This synthesis task review found no strong evidence but uncovered multiple pieces of moderate evidence as well as many weak evidence findings.

Moderate evidence for risk-benefit synthesis communications includes the following:

Presenting sets of risk and benefit probabilities in tables versus sentences does not seem to affect behavioral intentions (section 7A).
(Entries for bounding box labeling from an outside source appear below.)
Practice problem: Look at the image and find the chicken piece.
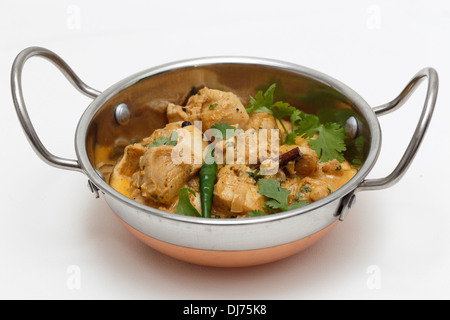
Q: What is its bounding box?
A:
[283,176,332,203]
[109,143,145,197]
[141,121,183,146]
[166,103,192,122]
[319,159,344,176]
[213,165,266,217]
[242,112,278,130]
[280,144,319,178]
[137,145,194,205]
[295,147,319,177]
[167,87,248,132]
[214,128,279,168]
[134,123,207,205]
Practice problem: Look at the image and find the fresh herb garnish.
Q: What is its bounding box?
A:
[175,188,202,217]
[246,210,268,217]
[246,84,346,162]
[148,131,178,149]
[211,123,243,140]
[258,178,309,212]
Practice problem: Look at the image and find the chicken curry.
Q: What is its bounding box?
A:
[109,85,357,218]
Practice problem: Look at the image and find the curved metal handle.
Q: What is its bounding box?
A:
[11,47,100,171]
[357,68,439,191]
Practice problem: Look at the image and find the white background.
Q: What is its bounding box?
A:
[0,0,450,299]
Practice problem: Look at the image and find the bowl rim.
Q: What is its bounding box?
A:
[75,56,381,226]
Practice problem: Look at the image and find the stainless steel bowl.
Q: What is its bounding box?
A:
[11,47,438,267]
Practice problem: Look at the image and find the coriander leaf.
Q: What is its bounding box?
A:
[258,178,290,211]
[245,83,276,114]
[295,114,321,138]
[290,109,305,126]
[308,123,346,162]
[284,132,297,146]
[258,178,308,212]
[148,131,178,149]
[211,123,242,140]
[247,210,267,217]
[288,200,309,210]
[175,188,202,217]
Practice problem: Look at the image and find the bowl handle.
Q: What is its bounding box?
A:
[336,68,439,221]
[357,68,439,191]
[11,47,100,172]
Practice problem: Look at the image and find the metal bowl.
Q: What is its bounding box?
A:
[11,47,438,267]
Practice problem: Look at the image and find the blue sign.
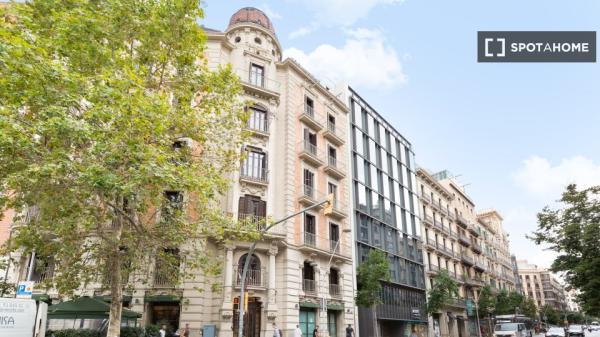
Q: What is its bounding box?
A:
[17,281,35,298]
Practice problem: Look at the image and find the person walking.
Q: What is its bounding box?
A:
[294,324,302,337]
[346,324,354,337]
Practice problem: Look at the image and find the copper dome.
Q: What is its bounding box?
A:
[227,7,275,34]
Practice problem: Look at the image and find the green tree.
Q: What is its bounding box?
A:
[427,269,458,315]
[0,0,254,337]
[477,285,496,317]
[531,184,600,316]
[355,249,390,337]
[520,297,537,318]
[540,304,561,325]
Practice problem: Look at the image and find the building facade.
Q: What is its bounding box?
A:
[2,8,355,337]
[517,260,568,311]
[344,88,427,337]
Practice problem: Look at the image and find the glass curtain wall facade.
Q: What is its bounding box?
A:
[349,89,427,337]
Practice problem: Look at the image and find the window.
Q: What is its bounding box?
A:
[327,146,337,167]
[304,96,315,117]
[327,114,335,133]
[248,106,269,132]
[241,148,267,181]
[250,63,265,87]
[304,169,315,198]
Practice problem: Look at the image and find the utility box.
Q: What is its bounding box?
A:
[202,324,217,337]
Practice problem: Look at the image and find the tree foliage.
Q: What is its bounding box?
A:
[531,184,600,316]
[0,0,252,337]
[356,249,390,308]
[427,269,458,315]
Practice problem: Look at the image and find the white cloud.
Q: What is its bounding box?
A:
[284,28,406,89]
[302,0,403,27]
[513,156,600,202]
[258,3,281,20]
[289,21,319,40]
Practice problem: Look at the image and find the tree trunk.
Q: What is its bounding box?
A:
[371,304,380,337]
[106,205,123,337]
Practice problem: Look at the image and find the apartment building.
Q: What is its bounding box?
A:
[4,7,356,337]
[517,260,567,311]
[417,168,473,337]
[343,88,427,337]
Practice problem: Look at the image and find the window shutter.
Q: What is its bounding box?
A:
[238,197,247,218]
[256,200,267,217]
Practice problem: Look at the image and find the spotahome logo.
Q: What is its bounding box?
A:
[477,31,596,62]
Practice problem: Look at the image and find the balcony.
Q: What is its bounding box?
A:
[460,254,475,266]
[328,198,348,219]
[238,213,267,231]
[298,185,324,206]
[456,215,469,229]
[235,69,280,99]
[300,232,352,257]
[299,104,323,131]
[240,162,269,186]
[323,121,346,146]
[458,233,471,247]
[302,279,317,295]
[471,241,483,254]
[246,113,269,137]
[323,156,346,179]
[329,283,342,298]
[298,140,323,167]
[235,268,267,288]
[427,264,440,274]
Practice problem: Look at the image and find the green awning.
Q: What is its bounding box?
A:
[327,303,344,311]
[48,297,142,320]
[144,295,181,303]
[300,302,319,308]
[31,294,50,303]
[94,295,132,303]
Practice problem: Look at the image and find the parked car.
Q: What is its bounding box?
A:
[567,324,585,337]
[546,327,565,337]
[494,323,533,337]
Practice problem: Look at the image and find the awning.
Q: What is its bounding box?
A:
[144,295,181,303]
[300,301,319,308]
[48,297,142,320]
[94,295,132,303]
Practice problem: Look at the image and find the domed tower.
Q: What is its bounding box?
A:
[225,7,281,61]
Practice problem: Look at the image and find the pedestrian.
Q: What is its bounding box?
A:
[273,322,281,337]
[346,324,354,337]
[294,324,302,337]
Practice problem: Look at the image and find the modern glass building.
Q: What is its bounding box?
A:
[347,88,427,337]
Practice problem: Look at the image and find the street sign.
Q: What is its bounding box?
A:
[17,281,35,298]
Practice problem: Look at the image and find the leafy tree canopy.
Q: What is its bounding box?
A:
[356,249,390,308]
[0,0,251,337]
[427,269,458,314]
[531,184,600,316]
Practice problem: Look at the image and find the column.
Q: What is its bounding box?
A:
[219,245,235,337]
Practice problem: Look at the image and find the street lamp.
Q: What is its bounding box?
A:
[238,194,333,337]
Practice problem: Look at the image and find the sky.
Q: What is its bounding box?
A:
[203,0,600,267]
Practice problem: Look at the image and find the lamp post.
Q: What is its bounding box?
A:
[238,195,332,337]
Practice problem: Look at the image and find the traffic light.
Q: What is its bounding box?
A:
[323,193,334,215]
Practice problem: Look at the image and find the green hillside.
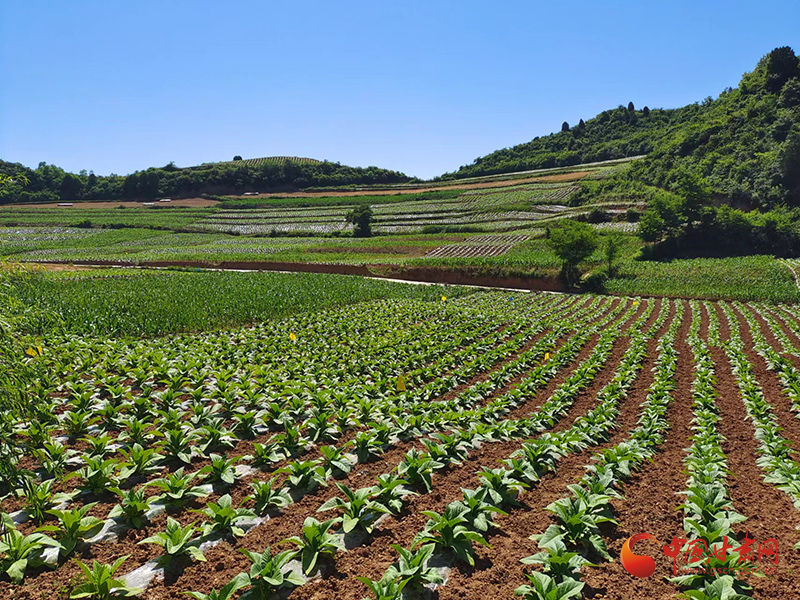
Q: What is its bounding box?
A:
[443,47,800,206]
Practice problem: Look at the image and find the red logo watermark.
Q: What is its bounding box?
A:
[620,533,779,577]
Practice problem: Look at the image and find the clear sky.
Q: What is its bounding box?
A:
[0,0,800,177]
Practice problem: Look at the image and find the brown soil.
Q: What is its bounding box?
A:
[733,308,800,461]
[712,305,800,600]
[34,260,564,292]
[134,298,643,600]
[222,171,591,202]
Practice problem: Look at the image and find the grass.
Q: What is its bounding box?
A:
[606,256,800,302]
[14,271,471,336]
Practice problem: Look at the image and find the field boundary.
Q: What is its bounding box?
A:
[26,260,567,292]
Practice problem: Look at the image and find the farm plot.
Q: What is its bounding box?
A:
[0,292,800,600]
[425,233,530,258]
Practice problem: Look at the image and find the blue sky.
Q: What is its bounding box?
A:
[0,0,800,177]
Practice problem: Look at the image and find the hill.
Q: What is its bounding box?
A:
[442,47,800,207]
[0,157,413,203]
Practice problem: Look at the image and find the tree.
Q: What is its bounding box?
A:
[639,192,684,242]
[778,128,800,190]
[547,220,597,287]
[122,173,139,198]
[58,173,83,200]
[345,204,372,237]
[778,77,800,108]
[603,233,622,277]
[669,169,711,229]
[765,46,800,94]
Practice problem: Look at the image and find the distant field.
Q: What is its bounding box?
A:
[6,155,800,301]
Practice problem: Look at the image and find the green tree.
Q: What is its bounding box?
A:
[547,220,597,287]
[766,46,800,93]
[669,169,711,230]
[345,204,372,237]
[639,192,685,242]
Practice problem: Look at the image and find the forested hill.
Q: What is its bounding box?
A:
[443,47,800,206]
[0,156,411,204]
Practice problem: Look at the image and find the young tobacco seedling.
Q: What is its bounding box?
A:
[69,556,142,600]
[245,477,292,515]
[317,483,389,534]
[139,517,206,566]
[237,546,305,600]
[192,494,256,537]
[281,517,344,575]
[37,502,103,558]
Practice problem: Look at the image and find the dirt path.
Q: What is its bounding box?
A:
[222,171,591,199]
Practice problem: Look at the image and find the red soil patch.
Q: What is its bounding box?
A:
[229,171,591,198]
[5,198,219,211]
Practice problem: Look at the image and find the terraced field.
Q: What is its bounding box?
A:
[0,292,800,600]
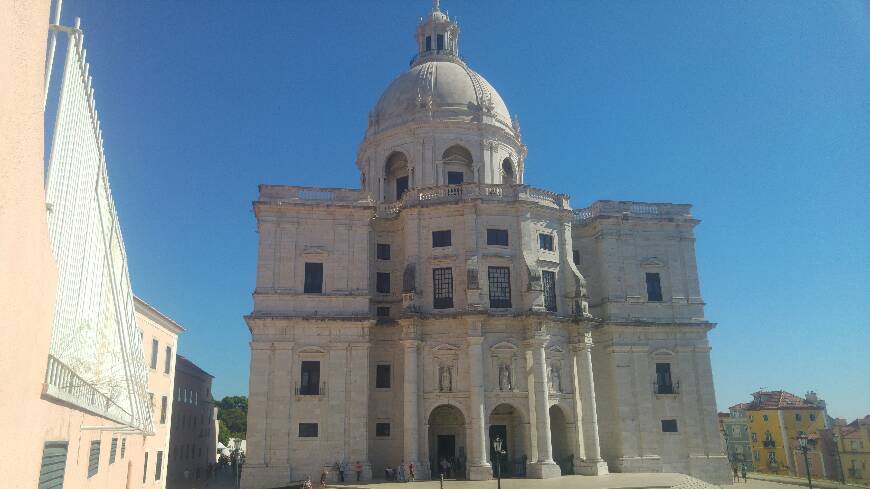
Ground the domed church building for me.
[242,0,730,488]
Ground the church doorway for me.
[487,404,529,477]
[550,404,574,475]
[429,405,467,479]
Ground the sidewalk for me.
[746,472,866,489]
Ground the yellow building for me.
[834,416,870,486]
[746,391,833,478]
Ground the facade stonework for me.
[242,2,730,488]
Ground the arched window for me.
[501,158,517,183]
[441,144,474,185]
[384,151,408,201]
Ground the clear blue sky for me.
[49,0,870,418]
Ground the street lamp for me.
[492,436,505,489]
[833,428,846,484]
[798,431,813,489]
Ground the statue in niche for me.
[438,365,453,392]
[548,363,562,393]
[498,363,512,391]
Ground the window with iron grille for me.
[538,233,553,251]
[486,229,507,246]
[375,365,391,389]
[88,440,100,479]
[163,346,172,374]
[299,423,317,438]
[151,340,160,370]
[376,272,390,294]
[489,267,511,309]
[432,268,453,309]
[375,423,390,438]
[154,452,163,481]
[646,272,662,302]
[303,263,323,294]
[541,270,556,312]
[377,243,390,260]
[109,438,118,465]
[432,230,453,248]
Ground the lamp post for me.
[833,428,846,484]
[492,436,504,489]
[798,432,813,489]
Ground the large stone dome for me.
[372,59,511,129]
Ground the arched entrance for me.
[487,404,529,477]
[429,404,468,479]
[550,404,574,475]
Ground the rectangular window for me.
[656,363,674,394]
[160,396,168,424]
[299,360,320,396]
[109,438,118,465]
[489,267,511,309]
[646,272,662,302]
[163,346,172,374]
[154,452,163,481]
[299,423,317,438]
[432,268,453,309]
[541,270,556,312]
[396,177,408,200]
[303,263,323,294]
[375,365,390,389]
[538,233,554,251]
[88,440,100,479]
[36,441,69,489]
[432,230,453,244]
[376,272,390,294]
[151,340,160,370]
[375,423,390,438]
[378,243,390,260]
[486,229,507,246]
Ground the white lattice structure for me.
[45,20,152,432]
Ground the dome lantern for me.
[411,0,459,66]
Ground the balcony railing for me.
[295,381,326,396]
[43,355,133,424]
[653,381,680,395]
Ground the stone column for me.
[402,340,424,477]
[347,343,372,480]
[468,336,492,480]
[528,336,561,479]
[571,333,608,475]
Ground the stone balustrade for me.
[574,200,692,224]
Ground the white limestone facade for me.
[242,2,729,488]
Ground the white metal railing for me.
[45,19,152,432]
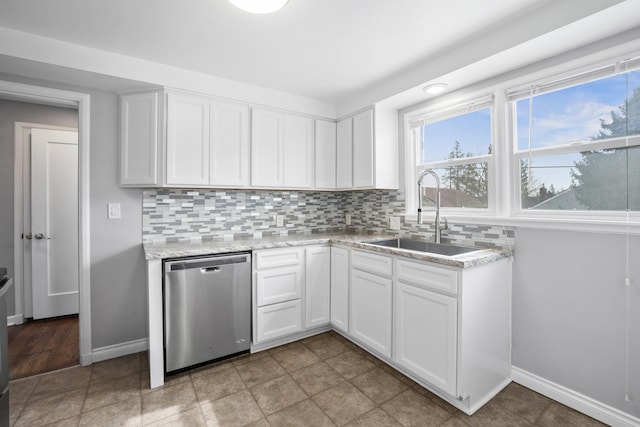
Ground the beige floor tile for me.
[347,408,402,427]
[200,390,264,427]
[145,406,207,427]
[456,402,532,427]
[273,344,320,372]
[80,397,142,427]
[236,355,286,388]
[192,365,245,402]
[350,368,407,405]
[536,402,605,427]
[267,399,335,427]
[313,382,375,425]
[492,383,553,423]
[15,388,86,427]
[325,350,376,380]
[381,389,451,426]
[91,353,142,383]
[250,375,307,415]
[307,336,350,360]
[291,362,344,396]
[29,367,91,401]
[82,374,140,412]
[142,381,198,424]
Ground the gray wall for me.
[512,228,640,417]
[0,75,148,349]
[0,99,78,316]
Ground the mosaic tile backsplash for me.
[142,189,514,252]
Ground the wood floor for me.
[9,315,80,380]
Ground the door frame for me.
[0,80,93,366]
[12,122,79,325]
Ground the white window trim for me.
[403,51,640,235]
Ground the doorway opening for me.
[0,81,92,378]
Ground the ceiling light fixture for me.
[229,0,289,13]
[422,83,448,95]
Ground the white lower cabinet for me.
[253,245,331,344]
[304,246,331,329]
[331,247,349,332]
[349,251,393,357]
[393,282,458,396]
[256,299,302,342]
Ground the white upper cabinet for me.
[344,106,399,189]
[120,92,250,187]
[336,117,353,189]
[120,92,161,187]
[282,114,313,188]
[251,108,313,188]
[167,93,209,185]
[315,120,337,190]
[209,102,250,187]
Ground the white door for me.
[30,129,79,319]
However, people seem to prefer numbers in table format as opposed to in a sentence (section 9A).

Effectiveness feelings do not seem to be affected by whether or not narratives (e.g., personal experiences) are provided (section 6E).

Weak evidence regarding behavioral intentions for risk-benefit synthesis communications suggests the following:

Presenting benefits as a single-outcome icon arrays instead of a multioutcome icon array may increase behavioral intentions (section 7B).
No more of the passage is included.